Guidance: This skill appears to do what it says (generate LinkedIn posts) but has red flags you should consider before installing: (1) it contains a hardcoded SKILLPAY merchant key — by default payments will go to that embedded account; if you will be charged, verify who controls that merchant and prefer setting your own SKILLPAY_MERCHANT_KEY or using test mode. (2) The code spawns the local 'openclaw' CLI and can call a local gateway with an Authorization token — do not provide a production OPENCLAW_GATEWAY_TOKEN unless you trust the author and have audited the code. (3) package-lock contains non-standard registry mirrors (mirrors.tencentyun.com) — review dependencies and consider installing in an isolated/sandboxed environment. (4) There is a formatting/possible bug around the spawn call in index.js; ask the author to confirm/clean the code and publish a repository/homepage you can inspect. If you don't trust the merchant or author, do not install on systems with sensitive tokens or real billing credentials; request the author remove embedded secrets and document how payments are handled, or run the skill locally with test mode and your own merchant key.

Review Dimensions

Purpose & Capability: noteName/description, CLI usage and network calls (to a payment API and local OpenClaw gateway) are consistent with a pay-per-use post generator. However the code embeds a hardcoded merchant key (CONFIG.merchant_key) that will be used by default for billing — this is unexpected and not justified by the skill's description. The package-lock also references a non-standard mirror (mirrors.tencentyun.com), which is unusual though possibly benign.

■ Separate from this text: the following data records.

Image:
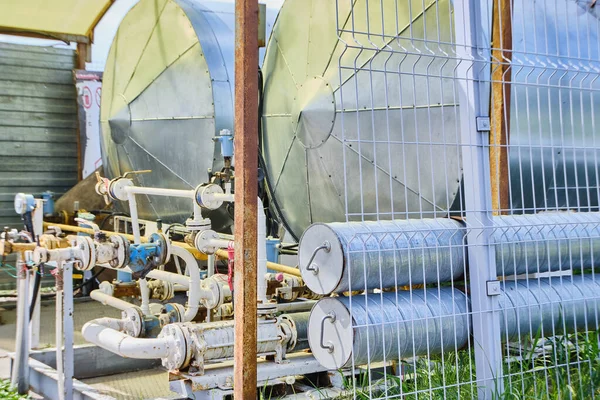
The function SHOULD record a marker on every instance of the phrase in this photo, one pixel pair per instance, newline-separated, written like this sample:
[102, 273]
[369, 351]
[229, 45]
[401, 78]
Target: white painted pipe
[221, 243]
[109, 338]
[20, 372]
[194, 293]
[181, 280]
[145, 296]
[109, 300]
[226, 197]
[135, 223]
[261, 284]
[305, 305]
[197, 211]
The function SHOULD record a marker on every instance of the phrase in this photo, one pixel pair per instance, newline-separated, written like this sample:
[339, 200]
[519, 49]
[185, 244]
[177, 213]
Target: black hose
[90, 280]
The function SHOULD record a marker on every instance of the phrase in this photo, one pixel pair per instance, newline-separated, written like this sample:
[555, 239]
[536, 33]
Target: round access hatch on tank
[167, 91]
[337, 143]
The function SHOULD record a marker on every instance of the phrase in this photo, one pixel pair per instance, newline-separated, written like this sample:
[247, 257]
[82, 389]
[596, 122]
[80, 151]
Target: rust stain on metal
[246, 194]
[500, 104]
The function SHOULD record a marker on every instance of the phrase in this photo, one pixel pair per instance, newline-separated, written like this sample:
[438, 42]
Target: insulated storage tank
[167, 91]
[360, 110]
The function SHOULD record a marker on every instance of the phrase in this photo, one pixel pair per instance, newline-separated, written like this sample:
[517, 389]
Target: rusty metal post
[500, 104]
[246, 195]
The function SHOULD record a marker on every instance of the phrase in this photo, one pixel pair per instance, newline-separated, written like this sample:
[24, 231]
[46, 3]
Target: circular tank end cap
[330, 333]
[326, 269]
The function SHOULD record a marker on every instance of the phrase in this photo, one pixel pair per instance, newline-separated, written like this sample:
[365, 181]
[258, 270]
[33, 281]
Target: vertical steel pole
[246, 193]
[500, 107]
[34, 325]
[472, 22]
[60, 367]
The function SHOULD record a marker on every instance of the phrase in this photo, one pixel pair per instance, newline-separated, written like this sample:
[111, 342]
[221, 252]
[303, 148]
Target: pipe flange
[87, 249]
[203, 239]
[179, 353]
[163, 255]
[214, 286]
[40, 255]
[117, 188]
[266, 308]
[175, 311]
[288, 327]
[122, 251]
[195, 226]
[134, 317]
[205, 196]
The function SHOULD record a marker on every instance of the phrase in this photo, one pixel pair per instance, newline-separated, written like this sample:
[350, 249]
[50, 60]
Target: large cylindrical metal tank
[360, 114]
[168, 90]
[391, 326]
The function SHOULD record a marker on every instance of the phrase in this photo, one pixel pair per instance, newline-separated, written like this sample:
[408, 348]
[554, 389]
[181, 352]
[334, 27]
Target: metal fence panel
[474, 121]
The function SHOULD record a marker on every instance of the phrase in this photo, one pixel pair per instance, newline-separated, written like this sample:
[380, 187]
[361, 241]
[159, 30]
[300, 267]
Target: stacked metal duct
[370, 328]
[339, 257]
[350, 130]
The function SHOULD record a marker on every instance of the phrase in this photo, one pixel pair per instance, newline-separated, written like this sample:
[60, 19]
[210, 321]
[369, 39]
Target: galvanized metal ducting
[391, 326]
[387, 326]
[352, 132]
[339, 257]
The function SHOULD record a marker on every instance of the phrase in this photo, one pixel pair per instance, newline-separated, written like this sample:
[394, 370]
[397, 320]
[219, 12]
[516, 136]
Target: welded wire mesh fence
[471, 125]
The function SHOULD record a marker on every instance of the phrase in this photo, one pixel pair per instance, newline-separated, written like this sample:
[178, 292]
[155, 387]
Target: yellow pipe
[71, 228]
[274, 266]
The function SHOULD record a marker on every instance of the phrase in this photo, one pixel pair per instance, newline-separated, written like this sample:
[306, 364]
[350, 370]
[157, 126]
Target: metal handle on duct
[315, 269]
[328, 346]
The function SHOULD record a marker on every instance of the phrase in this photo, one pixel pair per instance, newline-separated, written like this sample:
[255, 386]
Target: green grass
[8, 393]
[562, 368]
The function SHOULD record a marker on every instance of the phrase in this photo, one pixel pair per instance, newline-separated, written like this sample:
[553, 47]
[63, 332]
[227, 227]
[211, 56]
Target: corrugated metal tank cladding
[168, 89]
[369, 130]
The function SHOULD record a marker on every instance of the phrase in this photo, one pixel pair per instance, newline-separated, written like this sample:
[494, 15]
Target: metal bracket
[329, 345]
[313, 267]
[493, 288]
[483, 124]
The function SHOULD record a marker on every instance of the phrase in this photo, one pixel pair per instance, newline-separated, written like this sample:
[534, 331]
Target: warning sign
[98, 96]
[89, 87]
[87, 97]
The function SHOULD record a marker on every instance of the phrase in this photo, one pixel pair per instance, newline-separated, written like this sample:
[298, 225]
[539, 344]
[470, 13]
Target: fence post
[473, 35]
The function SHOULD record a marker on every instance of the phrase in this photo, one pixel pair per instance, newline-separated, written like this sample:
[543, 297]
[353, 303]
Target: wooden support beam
[246, 195]
[500, 104]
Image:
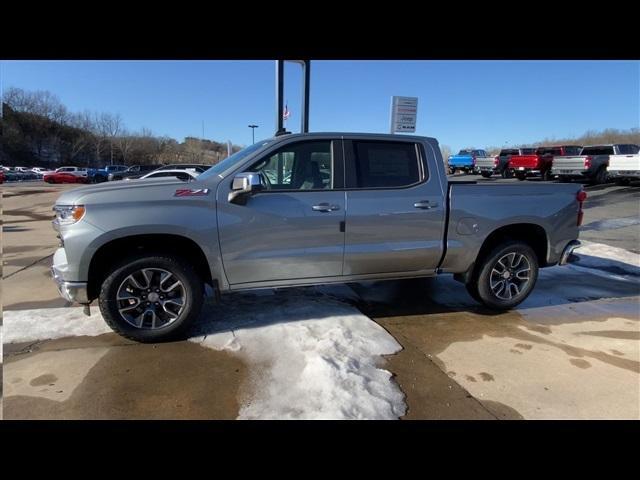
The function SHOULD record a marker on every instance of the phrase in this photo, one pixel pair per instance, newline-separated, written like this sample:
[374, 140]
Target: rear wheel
[154, 298]
[506, 276]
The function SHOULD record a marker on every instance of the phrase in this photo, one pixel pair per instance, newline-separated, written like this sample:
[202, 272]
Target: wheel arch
[105, 257]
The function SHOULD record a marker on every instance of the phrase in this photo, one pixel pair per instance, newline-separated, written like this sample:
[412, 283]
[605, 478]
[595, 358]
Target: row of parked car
[72, 174]
[596, 163]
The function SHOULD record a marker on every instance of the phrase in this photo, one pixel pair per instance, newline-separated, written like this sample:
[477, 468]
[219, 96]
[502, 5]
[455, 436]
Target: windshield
[233, 159]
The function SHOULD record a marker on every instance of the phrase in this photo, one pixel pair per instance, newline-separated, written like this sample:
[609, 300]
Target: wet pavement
[106, 377]
[572, 350]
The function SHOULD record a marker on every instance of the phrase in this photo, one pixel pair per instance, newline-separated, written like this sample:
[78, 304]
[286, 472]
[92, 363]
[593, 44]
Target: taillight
[581, 196]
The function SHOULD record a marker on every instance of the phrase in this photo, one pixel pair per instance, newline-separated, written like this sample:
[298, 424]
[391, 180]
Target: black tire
[472, 288]
[180, 268]
[482, 276]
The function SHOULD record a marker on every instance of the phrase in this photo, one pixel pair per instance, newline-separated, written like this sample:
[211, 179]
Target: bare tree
[110, 126]
[125, 143]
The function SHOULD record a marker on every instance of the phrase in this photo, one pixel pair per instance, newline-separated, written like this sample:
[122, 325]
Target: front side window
[380, 164]
[299, 166]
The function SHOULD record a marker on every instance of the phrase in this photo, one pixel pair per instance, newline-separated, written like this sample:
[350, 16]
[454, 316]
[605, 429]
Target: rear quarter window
[384, 164]
[597, 151]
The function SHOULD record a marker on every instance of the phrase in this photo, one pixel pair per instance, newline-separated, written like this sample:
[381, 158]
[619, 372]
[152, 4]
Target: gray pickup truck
[591, 164]
[304, 209]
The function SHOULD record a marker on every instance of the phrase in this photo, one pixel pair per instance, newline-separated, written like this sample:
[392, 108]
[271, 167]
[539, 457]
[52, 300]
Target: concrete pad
[178, 380]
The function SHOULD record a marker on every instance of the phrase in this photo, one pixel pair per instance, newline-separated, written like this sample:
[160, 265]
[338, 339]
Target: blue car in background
[95, 175]
[465, 160]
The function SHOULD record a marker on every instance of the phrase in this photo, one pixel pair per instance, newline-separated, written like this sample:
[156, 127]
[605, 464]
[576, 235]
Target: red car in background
[64, 177]
[539, 163]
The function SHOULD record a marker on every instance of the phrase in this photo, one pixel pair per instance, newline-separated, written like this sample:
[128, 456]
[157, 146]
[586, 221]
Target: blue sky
[461, 103]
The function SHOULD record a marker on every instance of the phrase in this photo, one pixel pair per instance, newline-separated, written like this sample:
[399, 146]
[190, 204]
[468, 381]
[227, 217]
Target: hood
[133, 190]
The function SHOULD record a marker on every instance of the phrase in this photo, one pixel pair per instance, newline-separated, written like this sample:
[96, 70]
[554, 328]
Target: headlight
[69, 214]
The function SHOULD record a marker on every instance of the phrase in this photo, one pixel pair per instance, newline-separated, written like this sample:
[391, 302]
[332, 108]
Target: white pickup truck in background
[624, 168]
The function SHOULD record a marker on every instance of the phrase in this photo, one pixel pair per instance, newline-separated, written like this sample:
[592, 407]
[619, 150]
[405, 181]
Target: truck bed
[475, 210]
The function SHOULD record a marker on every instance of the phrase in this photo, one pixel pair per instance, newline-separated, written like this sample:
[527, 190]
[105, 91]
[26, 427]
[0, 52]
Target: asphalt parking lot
[414, 349]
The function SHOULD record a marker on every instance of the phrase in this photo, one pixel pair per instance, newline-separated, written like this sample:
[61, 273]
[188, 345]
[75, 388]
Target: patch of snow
[51, 323]
[608, 259]
[313, 357]
[310, 356]
[611, 223]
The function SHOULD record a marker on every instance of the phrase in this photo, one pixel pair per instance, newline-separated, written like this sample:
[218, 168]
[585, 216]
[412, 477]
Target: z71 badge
[191, 192]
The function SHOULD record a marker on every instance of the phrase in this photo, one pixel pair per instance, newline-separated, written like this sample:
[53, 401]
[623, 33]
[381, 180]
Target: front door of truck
[293, 229]
[395, 212]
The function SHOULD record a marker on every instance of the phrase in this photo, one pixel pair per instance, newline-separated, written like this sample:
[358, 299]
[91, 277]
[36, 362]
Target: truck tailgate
[524, 161]
[477, 210]
[624, 162]
[568, 164]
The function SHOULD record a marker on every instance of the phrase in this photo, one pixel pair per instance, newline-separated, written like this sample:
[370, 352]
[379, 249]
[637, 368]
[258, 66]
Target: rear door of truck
[395, 206]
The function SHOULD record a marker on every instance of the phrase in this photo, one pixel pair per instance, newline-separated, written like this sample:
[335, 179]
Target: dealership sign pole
[404, 112]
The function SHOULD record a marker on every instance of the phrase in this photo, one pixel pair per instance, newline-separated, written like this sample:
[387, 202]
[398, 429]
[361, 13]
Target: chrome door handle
[325, 207]
[425, 205]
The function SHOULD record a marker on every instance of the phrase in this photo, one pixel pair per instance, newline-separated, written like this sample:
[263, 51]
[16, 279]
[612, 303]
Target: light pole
[253, 128]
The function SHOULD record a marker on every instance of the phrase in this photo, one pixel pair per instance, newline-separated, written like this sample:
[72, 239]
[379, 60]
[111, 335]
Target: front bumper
[70, 291]
[568, 250]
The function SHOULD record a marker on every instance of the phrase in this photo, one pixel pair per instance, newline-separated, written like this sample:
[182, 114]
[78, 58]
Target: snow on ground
[598, 255]
[316, 357]
[309, 355]
[51, 323]
[312, 355]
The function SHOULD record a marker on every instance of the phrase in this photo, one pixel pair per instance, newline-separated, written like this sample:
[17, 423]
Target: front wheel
[506, 276]
[153, 298]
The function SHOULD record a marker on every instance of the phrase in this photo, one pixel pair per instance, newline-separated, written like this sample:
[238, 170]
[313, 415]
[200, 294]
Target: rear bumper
[568, 250]
[570, 172]
[624, 173]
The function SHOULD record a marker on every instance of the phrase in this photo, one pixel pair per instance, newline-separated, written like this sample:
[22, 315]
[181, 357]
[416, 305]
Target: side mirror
[244, 185]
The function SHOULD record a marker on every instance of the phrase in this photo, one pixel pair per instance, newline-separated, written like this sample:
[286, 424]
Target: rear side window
[385, 165]
[572, 150]
[510, 151]
[597, 151]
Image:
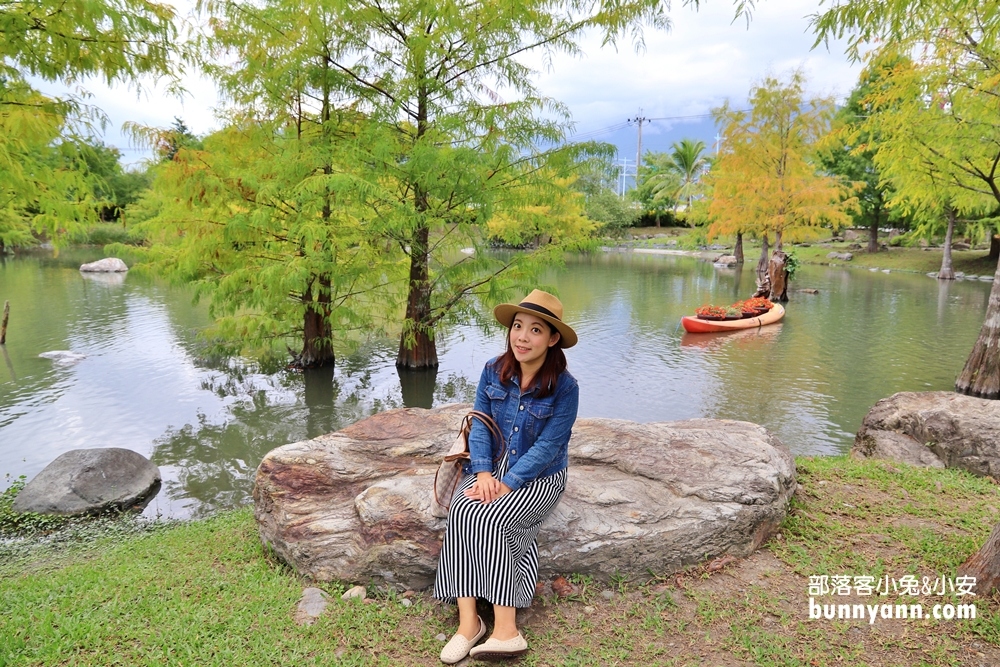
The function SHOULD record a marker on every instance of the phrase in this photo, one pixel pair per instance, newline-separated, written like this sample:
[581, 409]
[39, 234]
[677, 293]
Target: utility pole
[640, 119]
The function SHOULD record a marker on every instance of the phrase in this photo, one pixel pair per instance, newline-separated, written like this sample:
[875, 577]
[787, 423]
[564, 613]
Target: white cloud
[705, 59]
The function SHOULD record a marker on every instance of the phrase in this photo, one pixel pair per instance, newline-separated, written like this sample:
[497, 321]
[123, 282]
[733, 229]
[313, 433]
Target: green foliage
[680, 179]
[45, 187]
[364, 148]
[849, 152]
[114, 188]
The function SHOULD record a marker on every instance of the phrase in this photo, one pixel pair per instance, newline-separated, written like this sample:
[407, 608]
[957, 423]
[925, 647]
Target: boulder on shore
[106, 265]
[90, 481]
[934, 428]
[355, 505]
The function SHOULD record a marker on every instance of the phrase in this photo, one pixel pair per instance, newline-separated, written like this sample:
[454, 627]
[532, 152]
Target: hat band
[539, 309]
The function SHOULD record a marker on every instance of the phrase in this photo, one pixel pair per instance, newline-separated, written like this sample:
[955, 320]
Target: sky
[704, 60]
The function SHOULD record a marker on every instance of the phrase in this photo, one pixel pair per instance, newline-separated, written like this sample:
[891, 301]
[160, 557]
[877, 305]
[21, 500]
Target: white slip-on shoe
[458, 647]
[496, 649]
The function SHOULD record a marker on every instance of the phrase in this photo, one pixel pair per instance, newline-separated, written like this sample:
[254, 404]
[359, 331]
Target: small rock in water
[106, 265]
[64, 357]
[90, 481]
[312, 604]
[356, 592]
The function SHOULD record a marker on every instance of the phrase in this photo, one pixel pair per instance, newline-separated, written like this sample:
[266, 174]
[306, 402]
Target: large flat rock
[934, 428]
[355, 505]
[90, 481]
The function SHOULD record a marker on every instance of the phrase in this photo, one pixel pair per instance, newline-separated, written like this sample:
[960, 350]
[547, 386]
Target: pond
[207, 424]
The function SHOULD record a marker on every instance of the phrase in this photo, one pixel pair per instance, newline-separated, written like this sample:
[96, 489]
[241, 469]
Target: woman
[489, 548]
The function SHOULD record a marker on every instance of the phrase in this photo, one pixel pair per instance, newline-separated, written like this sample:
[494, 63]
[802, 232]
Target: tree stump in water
[984, 565]
[777, 273]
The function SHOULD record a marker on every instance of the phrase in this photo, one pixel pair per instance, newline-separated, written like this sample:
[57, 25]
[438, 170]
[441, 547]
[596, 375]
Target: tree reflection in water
[215, 459]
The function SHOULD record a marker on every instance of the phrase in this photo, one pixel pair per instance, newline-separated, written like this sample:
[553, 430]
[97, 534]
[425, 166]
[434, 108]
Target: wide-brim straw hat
[543, 306]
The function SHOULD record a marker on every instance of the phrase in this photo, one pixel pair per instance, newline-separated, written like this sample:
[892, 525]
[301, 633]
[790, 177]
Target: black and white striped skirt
[489, 550]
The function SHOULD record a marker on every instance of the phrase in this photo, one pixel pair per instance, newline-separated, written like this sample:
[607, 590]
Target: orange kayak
[694, 325]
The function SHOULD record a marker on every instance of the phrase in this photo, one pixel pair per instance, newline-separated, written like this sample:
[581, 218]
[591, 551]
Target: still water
[143, 386]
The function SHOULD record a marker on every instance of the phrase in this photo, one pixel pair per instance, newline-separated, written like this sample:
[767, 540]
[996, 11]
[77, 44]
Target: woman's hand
[486, 488]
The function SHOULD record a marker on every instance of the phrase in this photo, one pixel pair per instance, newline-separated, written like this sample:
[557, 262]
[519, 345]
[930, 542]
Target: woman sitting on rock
[489, 548]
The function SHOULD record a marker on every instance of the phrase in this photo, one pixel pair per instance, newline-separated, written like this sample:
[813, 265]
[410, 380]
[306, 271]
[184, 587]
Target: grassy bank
[916, 260]
[205, 593]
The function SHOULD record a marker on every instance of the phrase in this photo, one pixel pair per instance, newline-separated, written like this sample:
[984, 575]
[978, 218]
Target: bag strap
[491, 426]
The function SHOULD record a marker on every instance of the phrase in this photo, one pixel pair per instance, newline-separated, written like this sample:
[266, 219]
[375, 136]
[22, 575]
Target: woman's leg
[504, 622]
[468, 619]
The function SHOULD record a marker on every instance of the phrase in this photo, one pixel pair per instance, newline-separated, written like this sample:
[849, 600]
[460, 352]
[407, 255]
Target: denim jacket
[536, 430]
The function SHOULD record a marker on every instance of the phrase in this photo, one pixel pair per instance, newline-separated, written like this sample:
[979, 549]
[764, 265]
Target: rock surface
[355, 505]
[934, 428]
[89, 481]
[64, 357]
[106, 265]
[311, 606]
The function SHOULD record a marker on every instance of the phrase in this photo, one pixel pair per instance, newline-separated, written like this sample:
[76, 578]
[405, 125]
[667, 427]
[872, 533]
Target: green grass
[207, 593]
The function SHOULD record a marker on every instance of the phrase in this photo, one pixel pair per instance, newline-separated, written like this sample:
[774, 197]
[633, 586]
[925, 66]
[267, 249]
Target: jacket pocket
[539, 413]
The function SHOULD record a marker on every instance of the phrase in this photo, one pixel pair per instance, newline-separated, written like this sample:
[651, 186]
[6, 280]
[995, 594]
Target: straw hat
[542, 305]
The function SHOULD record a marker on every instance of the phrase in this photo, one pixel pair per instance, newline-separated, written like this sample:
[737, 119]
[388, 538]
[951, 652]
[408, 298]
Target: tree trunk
[984, 565]
[777, 272]
[317, 348]
[417, 348]
[873, 232]
[416, 342]
[762, 262]
[946, 272]
[981, 375]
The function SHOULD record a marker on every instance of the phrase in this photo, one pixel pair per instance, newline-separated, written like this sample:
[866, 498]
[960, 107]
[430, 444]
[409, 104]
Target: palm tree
[681, 180]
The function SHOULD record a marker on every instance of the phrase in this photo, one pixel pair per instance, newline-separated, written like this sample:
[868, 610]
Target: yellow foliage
[765, 179]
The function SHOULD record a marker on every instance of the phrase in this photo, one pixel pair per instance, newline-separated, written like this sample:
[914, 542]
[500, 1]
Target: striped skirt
[489, 550]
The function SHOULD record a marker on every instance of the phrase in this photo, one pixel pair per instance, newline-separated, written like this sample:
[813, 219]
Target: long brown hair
[508, 367]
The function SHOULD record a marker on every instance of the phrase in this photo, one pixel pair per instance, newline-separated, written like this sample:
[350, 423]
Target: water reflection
[208, 422]
[418, 387]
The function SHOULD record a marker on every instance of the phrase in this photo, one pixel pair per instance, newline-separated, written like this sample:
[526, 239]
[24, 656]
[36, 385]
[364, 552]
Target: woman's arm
[480, 440]
[550, 443]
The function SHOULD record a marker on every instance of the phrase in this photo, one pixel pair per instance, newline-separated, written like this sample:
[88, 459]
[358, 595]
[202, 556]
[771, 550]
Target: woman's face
[530, 338]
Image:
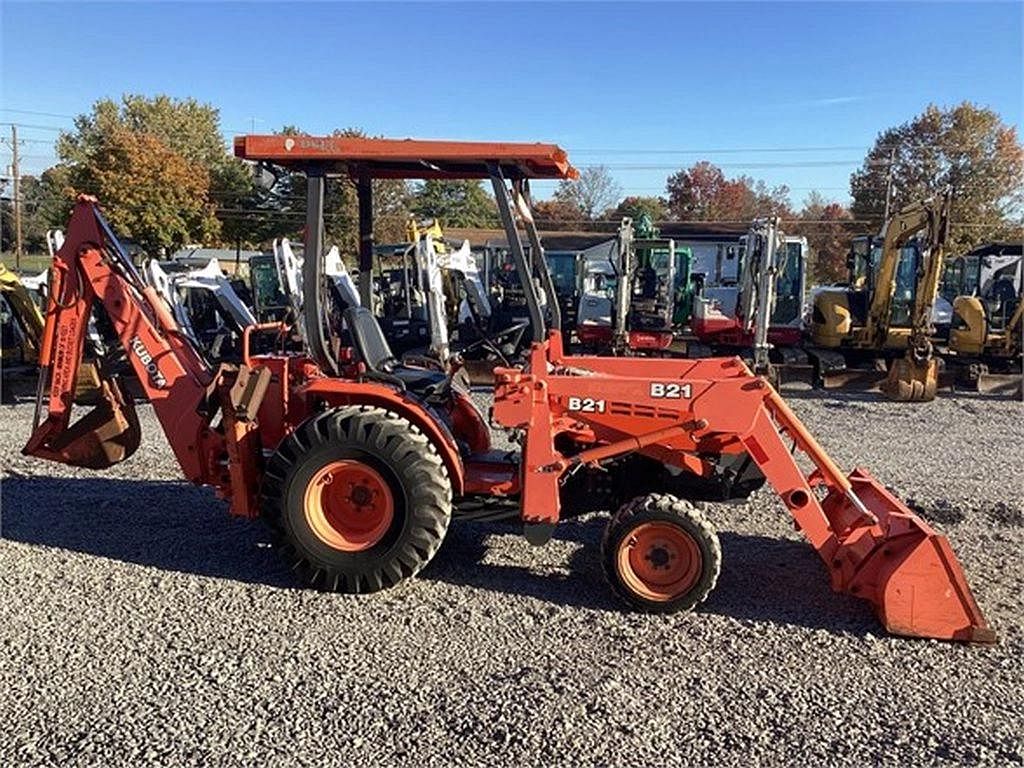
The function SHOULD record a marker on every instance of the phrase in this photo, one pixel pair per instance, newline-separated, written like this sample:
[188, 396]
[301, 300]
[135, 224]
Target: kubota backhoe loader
[888, 318]
[356, 460]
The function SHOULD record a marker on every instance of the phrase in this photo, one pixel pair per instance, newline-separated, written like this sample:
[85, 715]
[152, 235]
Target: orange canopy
[388, 158]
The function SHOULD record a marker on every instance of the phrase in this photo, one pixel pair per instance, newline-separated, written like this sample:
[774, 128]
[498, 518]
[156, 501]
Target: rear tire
[360, 498]
[660, 554]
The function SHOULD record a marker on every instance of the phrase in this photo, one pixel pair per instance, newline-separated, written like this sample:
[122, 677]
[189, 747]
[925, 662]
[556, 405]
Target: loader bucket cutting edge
[906, 570]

Instruction Scope: noteSKILL.md instructs only normal CLI usage and documents optional SKILLPAY_MERCHANT_KEY and OPENCLAW_GATEWAY_TOKEN. The runtime code follows these instructions (calls an agent via the 'openclaw' CLI or local HTTP gateway). It does not read unrelated system files or request unrelated credentials. A practical concern: the skill will spawn a local process ('openclaw'), which executes commands on the host — expected for invoking a local agent but worth noting. Also the index.js contains a suspicious-looking snippet/formatting around the spawn call (a stray backtick/argument placement) that may indicate a bug or mistranscription; that could cause unexpected behavior.
Install Mechanism: okThere is no install script/remote download; this is an instruction-and-code skill bundled with its source. No arbitrary remote downloads or extract operations are present in the manifest. The only oddity is the package-lock entries resolved from mirrors.tencentyun.com rather than the default registry, which is noteworthy but not necessarily malicious.
Credentials: concernThe registry metadata declares no required env vars, while SKILL.md and the code reference two optional env vars: SKILLPAY_MERCHANT_KEY and OPENCLAW_GATEWAY_TOKEN — these are plausible. The concern is the hardcoded merchant key (sk_91fff75ae...) in CONFIG.merchant_key: by default payments will be routed to that embedded key/merchant, which is unexpected and raises privacy/monetary concerns. OPENCLAW_GATEWAY_TOKEN (if provided) is used as an Authorization header to localhost — supplying a production token to this skill could leak or misuse that token.
Persistence & Privilege: okThe skill does not request persistent or elevated platform privileges (always:false). It does spawn the local 'openclaw' CLI and may call a local gateway endpoint, which is within the scope of invoking a local agent. It does not modify other skill configurations or claim system-level modifications.